Washington DC, USA, August 7, 2025 – Barbados is moving forward with its industrial policy to increase local production capacity of medicines and health technologies by strengthening its national regulatory system.
With technical support from the Pan American Health Organization (PAHO/WHO), the country is conducting an assisted self-benchmarking exercise using the World Health Organization (WHO) Global Benchmarking Tool (GBT) and reviewing its regulatory functions alongside a clinical trials training webinar.
A team of PAHO’s Medicines and Health Technologies (IMT) Department conducted a mission to support the country in aligning its regulatory practices with international standards using WHO’s GBT. The GBT is a standardized WHO methodology used to assess the performance of national regulatory systems for medical products. It identifies strengths and areas for improvement across regulatory functions such as marketing authorization, pharmacovigilance, and clinical trial oversight, and supports the development of institutional roadmaps for regulatory strengthening.
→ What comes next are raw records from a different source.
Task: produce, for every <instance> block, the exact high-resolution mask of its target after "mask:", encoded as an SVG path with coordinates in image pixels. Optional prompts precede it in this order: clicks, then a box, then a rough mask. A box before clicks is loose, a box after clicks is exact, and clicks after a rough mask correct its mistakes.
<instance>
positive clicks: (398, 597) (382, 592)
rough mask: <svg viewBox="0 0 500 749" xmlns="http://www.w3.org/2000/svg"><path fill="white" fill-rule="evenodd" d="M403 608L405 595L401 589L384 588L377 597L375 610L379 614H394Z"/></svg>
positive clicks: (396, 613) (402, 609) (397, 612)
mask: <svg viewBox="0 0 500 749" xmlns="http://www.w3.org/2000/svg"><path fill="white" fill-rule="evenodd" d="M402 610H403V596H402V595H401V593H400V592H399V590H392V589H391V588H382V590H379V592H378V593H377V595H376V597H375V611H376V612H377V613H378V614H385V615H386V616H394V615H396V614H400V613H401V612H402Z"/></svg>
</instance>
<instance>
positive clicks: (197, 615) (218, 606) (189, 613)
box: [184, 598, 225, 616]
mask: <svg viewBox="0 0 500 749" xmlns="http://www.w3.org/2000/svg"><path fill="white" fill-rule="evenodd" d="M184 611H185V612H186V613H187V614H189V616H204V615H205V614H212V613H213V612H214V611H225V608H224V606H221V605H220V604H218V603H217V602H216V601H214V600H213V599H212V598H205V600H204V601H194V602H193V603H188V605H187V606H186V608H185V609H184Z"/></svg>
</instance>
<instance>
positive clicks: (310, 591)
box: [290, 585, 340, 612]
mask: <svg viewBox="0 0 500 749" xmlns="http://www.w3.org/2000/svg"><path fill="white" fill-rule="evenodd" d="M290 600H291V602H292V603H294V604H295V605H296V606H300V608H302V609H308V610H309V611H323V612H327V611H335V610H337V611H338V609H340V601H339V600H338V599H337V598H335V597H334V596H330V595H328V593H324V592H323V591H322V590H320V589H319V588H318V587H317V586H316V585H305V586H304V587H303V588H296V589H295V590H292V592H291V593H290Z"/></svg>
During the mission, PAHO worked with the national regulatory authority to review regulatory functions and conduct a clinical trials training webinar. The session brought together over 20 stakeholders, including regulators, researchers, and academics, and focused on the roles of regulatory authorities and ethics committees in clinical trial oversight.
A high-level meeting led by the Minister of Health and Wellness, Senator Dr. The Most Honourable Jerome Walcott, addressed next steps in implementing the national roadmap for regulatory system strengthening and discussed opportunities to improve access to health technologies and expand local production.
Barbados continues to lead by example in the Caribbean Region, prioritizing regulatory excellence and equitable access to health products. PAHO remains a dedicated partner, providing technical cooperation and long-term support to the Government of Barbados in building resilient health systems.
This effort is part of PAHO’s broader mandate to support Member States in strengthening national regulatory systems, a public health priority in the Region of the Americas. Strong regulatory systems contribute to ensuring the safety, efficacy, and quality of medical products, supports local production, addresses supply chain vulnerabilities, and improves preparedness for health emergencies.